Immunohistological features of basement membrane formation of uterine cervical epithelium.

The state of the basement membrane (BM) was investigated in the normal epithelium, dysplasia/carcinoma in situ (CIS) and invasive carcinoma of the uterine cervix as well as metastatic lymph nodes by performing immunohistological staining for the presence of laminin (LN) and type IV collagen (CIV) and periodic acid-methenamine silver (PAM) staining of the BM. Moreover, to clarify the relationship between the epithelial cells and the BM, simultaneous staining for proliferating cell nuclear antigen (PCNA) was performed on the repaired tissue after punch biopsy. In the normal tissues, positive linear staining was observed beneath the epithelium with both PAM staining and LN.C IV staining. Some of the cases of dysplasia/CIS were continuously positive with PAM staining. However, there were sites which showed weakening and disruption of the continuity of positive staining for LN and C IV. As a function of the histological type of invasive carcinoma, the intensity of staining for LN and C IV decreased in the order of keratinizing (K), large cell non-keratinizing (LNK) and small cell non-keratinizing (SNK) histological types. However, no correlation was found between the stage of the carcinoma and the intensity of staining.
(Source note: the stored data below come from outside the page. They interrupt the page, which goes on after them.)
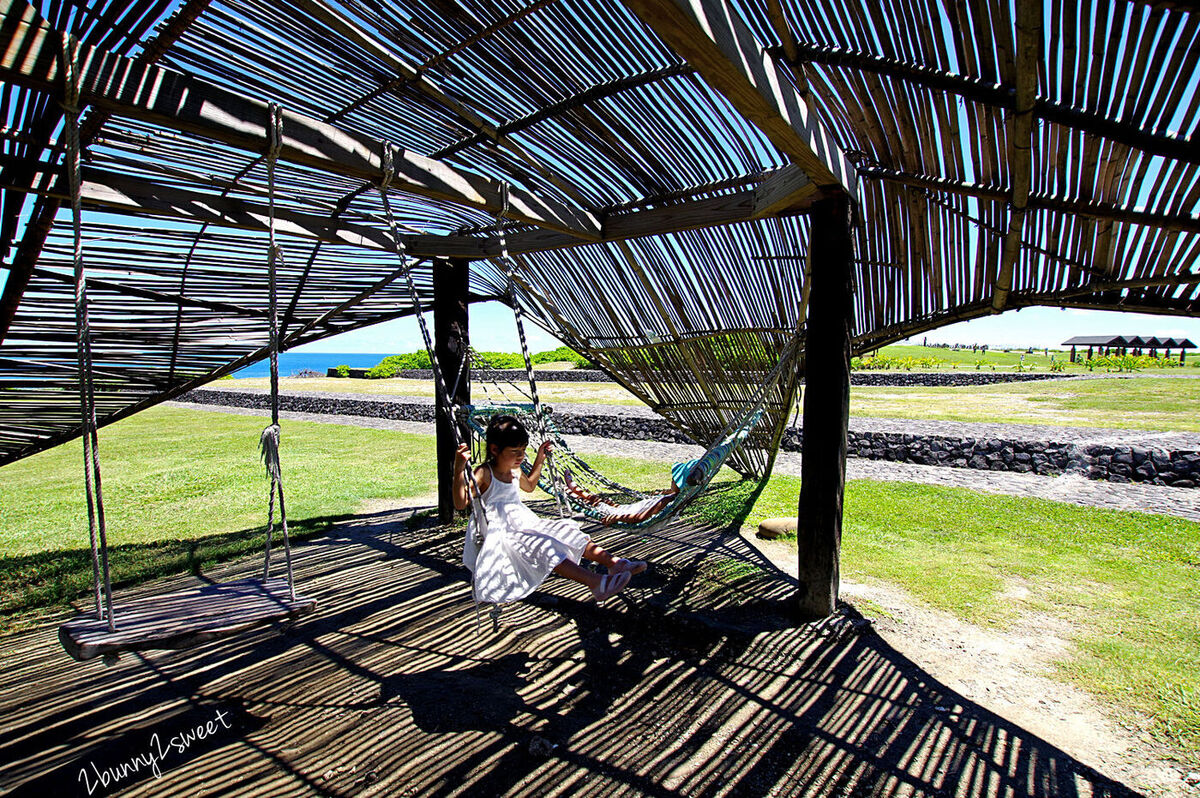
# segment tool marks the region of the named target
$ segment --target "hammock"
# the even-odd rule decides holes
[[[780,375],[787,364],[792,361],[792,357],[796,352],[797,342],[793,340],[787,347],[784,348],[783,354],[780,355],[779,361],[771,370],[766,381],[756,395],[755,401],[741,415],[732,419],[716,442],[701,456],[696,464],[691,469],[689,479],[684,485],[681,485],[679,492],[663,507],[659,508],[652,515],[635,522],[616,522],[612,526],[622,529],[646,529],[655,527],[665,521],[673,518],[684,506],[690,503],[693,499],[699,496],[708,487],[713,477],[721,470],[729,456],[741,446],[750,433],[754,431],[759,422],[762,421],[763,413],[766,410],[766,399],[772,386],[778,382]],[[532,368],[528,371],[528,378],[531,385],[531,393],[536,396],[536,381],[533,376]],[[489,405],[467,405],[460,409],[463,420],[470,426],[472,432],[477,439],[482,439],[487,430],[487,423],[493,416],[496,415],[513,415],[519,418],[529,419],[532,423],[527,424],[527,427],[541,430],[543,438],[550,440],[555,446],[555,458],[557,459],[560,469],[565,465],[577,477],[583,476],[586,481],[592,483],[593,486],[602,486],[599,491],[589,490],[589,492],[606,492],[619,493],[631,499],[631,503],[642,502],[653,497],[653,493],[643,493],[633,488],[609,479],[597,469],[588,464],[586,460],[580,457],[570,444],[563,438],[558,426],[554,423],[552,409],[540,403],[508,403],[508,404],[489,404]],[[522,470],[529,473],[532,470],[532,465],[528,462],[522,464]],[[549,473],[547,473],[549,472]],[[604,521],[610,515],[621,515],[622,507],[629,507],[630,504],[620,505],[616,510],[603,512],[596,509],[594,506],[581,501],[571,491],[566,489],[565,480],[555,478],[555,470],[547,469],[543,471],[538,479],[538,487],[544,490],[555,498],[562,505],[571,507],[577,513],[581,513],[589,518],[597,521]],[[661,495],[661,494],[660,494]]]
[[[523,418],[532,419],[534,417],[534,408],[532,404],[520,405],[467,405],[462,408],[464,418],[471,427],[472,432],[482,438],[487,430],[487,419],[492,416],[507,414]],[[646,529],[655,527],[673,518],[685,505],[695,499],[698,495],[704,492],[708,484],[716,476],[721,467],[725,465],[725,461],[729,456],[742,445],[749,437],[754,428],[762,420],[764,408],[759,405],[748,416],[745,417],[745,422],[739,425],[729,434],[723,436],[713,445],[702,457],[699,458],[696,465],[691,469],[693,478],[683,485],[679,492],[662,508],[648,516],[647,518],[636,522],[616,522],[612,526],[622,529]],[[543,422],[546,430],[546,439],[554,443],[556,456],[559,461],[560,471],[570,470],[574,475],[586,474],[594,484],[602,486],[606,493],[620,493],[625,497],[632,499],[630,504],[618,505],[617,508],[608,513],[597,510],[594,506],[586,504],[579,500],[577,496],[572,494],[565,488],[564,484],[560,484],[560,480],[552,479],[545,471],[538,478],[538,487],[544,490],[551,496],[555,496],[564,504],[572,507],[577,513],[586,515],[597,521],[603,521],[609,515],[622,515],[622,508],[631,507],[633,504],[644,501],[645,499],[653,498],[653,493],[643,493],[634,488],[622,485],[614,480],[609,479],[601,472],[597,471],[586,460],[580,457],[570,444],[563,438],[562,433],[554,424],[552,415],[543,410]],[[559,453],[561,452],[561,453]],[[564,468],[565,466],[565,468]],[[526,474],[532,471],[532,465],[529,462],[521,464],[521,470]],[[577,480],[581,481],[581,480]],[[665,495],[665,494],[660,494]]]

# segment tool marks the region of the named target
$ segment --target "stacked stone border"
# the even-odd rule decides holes
[[[350,369],[351,378],[364,378],[367,369]],[[337,376],[337,369],[329,369],[330,377]],[[515,382],[518,385],[526,381],[524,369],[476,369],[471,372],[472,379],[495,380],[497,382]],[[994,385],[1002,382],[1029,382],[1031,380],[1057,380],[1067,374],[1051,374],[1044,372],[1010,371],[856,371],[850,375],[851,385],[862,386],[957,386],[957,385]],[[408,369],[396,373],[396,379],[425,380],[433,379],[432,369]],[[612,377],[603,371],[595,369],[566,369],[563,371],[538,371],[539,382],[612,382]]]
[[[261,393],[199,389],[183,395],[180,401],[265,409],[269,407],[270,398]],[[280,409],[394,421],[429,423],[434,420],[433,405],[419,402],[282,394]],[[660,418],[576,415],[555,410],[554,419],[562,433],[568,436],[595,435],[620,440],[692,443],[687,436]],[[803,440],[804,431],[793,427],[784,434],[782,448],[789,452],[800,451]],[[863,430],[851,430],[848,444],[851,457],[869,460],[986,471],[1033,472],[1047,476],[1078,473],[1089,479],[1108,482],[1149,482],[1176,488],[1195,488],[1200,485],[1200,452],[1197,451],[1051,440],[952,438]]]

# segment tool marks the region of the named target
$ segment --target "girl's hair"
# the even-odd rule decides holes
[[[496,451],[510,446],[525,448],[529,445],[529,431],[515,416],[492,416],[488,422],[486,440],[487,461],[494,465],[496,455],[492,453],[492,446],[496,447]]]

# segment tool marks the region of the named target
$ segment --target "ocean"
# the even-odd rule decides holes
[[[379,361],[388,353],[376,352],[283,352],[279,355],[279,376],[290,377],[298,371],[315,371],[322,377],[325,371],[334,366],[349,366],[355,369],[369,369],[379,365]],[[235,377],[269,377],[271,376],[271,361],[263,358],[253,366],[246,366],[233,372]]]

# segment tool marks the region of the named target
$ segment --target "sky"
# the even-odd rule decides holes
[[[426,314],[430,334],[433,318]],[[516,322],[512,311],[499,302],[471,306],[471,341],[487,352],[520,352]],[[539,327],[525,324],[530,352],[555,349],[562,343]],[[1076,335],[1154,335],[1160,338],[1190,338],[1200,345],[1200,319],[1180,316],[1150,316],[1144,313],[1116,313],[1100,310],[1024,308],[999,316],[958,322],[908,340],[929,343],[987,344],[990,348],[1054,348]],[[293,352],[373,352],[397,354],[424,349],[417,320],[413,317],[365,327],[348,333],[305,344]]]

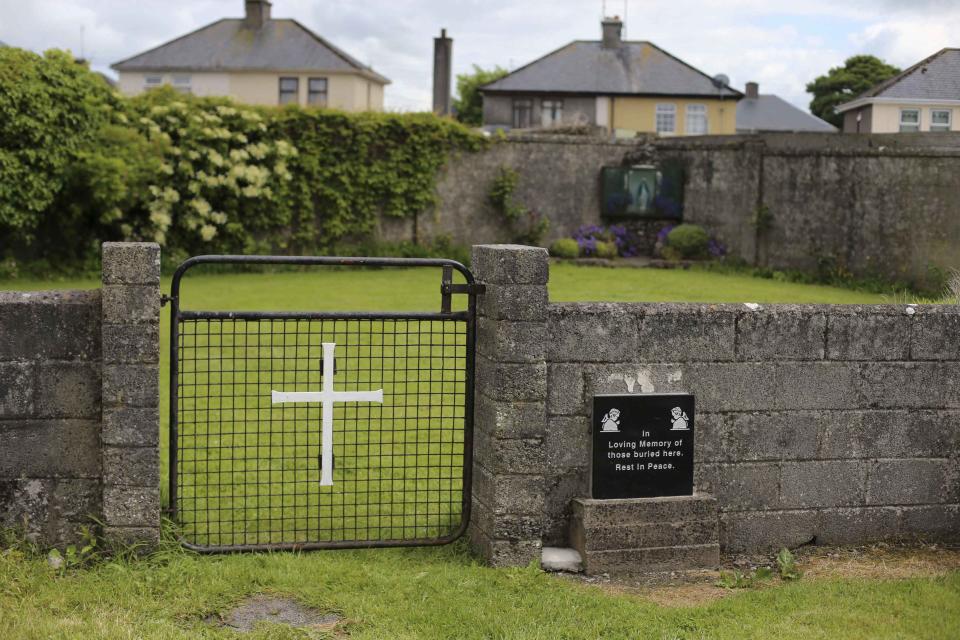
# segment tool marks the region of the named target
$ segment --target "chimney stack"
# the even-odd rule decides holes
[[[747,83],[747,98],[756,100],[760,97],[760,85],[756,82]]]
[[[267,0],[246,0],[244,7],[247,10],[244,26],[249,29],[260,29],[270,20],[270,3]]]
[[[433,39],[433,112],[438,116],[451,115],[451,73],[453,70],[453,39],[447,30]]]
[[[600,26],[603,29],[603,48],[619,49],[623,44],[623,21],[620,20],[620,16],[604,18]]]

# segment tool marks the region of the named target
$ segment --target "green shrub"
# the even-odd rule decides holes
[[[573,238],[560,238],[550,245],[550,255],[554,258],[573,259],[580,255],[580,245]]]
[[[681,260],[699,260],[709,257],[710,236],[707,231],[695,224],[681,224],[667,235],[667,248],[664,255],[675,256]]]
[[[69,53],[0,47],[0,248],[43,241],[70,165],[119,101]]]
[[[606,240],[597,240],[596,255],[598,258],[606,258],[608,260],[613,260],[619,255],[619,251],[617,250],[617,243],[608,242]]]
[[[88,265],[105,240],[156,241],[167,257],[325,251],[369,237],[378,216],[429,211],[451,153],[486,144],[432,114],[169,87],[126,99],[68,54],[3,48],[0,261]]]

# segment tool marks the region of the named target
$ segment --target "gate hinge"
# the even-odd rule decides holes
[[[470,296],[483,295],[487,292],[485,285],[472,282],[465,284],[453,283],[453,267],[443,268],[443,280],[440,282],[440,313],[450,313],[452,309],[451,297],[459,294]]]
[[[168,295],[165,294],[165,293],[161,293],[161,294],[160,294],[160,306],[161,306],[161,307],[165,307],[165,306],[167,306],[167,303],[168,303],[168,302],[173,302],[173,298],[170,297],[170,296],[168,296]]]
In addition, the staining of the metastatic lymph nodes was similar to that of the primary lesion, and cancer foci that were in direct contact with lymphocytes were also stained for LN and C IV. During the process of reformation of the BM, LN and C IV were already present at the time when the epithelial interstitium was still negative for PAM staining. Moreover, at the time when the epithelial basal cells were PCNA-positive, LN and C IV could not be detected, and, conversely, when PCNA was negative, LN and C IV were detected. The BM is a structure which is formed when the interstitium is in a static state, and it was surmised that the production of LN and C IV is carried out by epithelial cells, including cancerous cells. Furthermore, it was surmised that the BM is not a structure which can prevent cancer invasion and the discontinuity or intermittency of staining for LN and C IV in cancers is a result of changes in the capacity to produce the BM components due to canceration of the cells.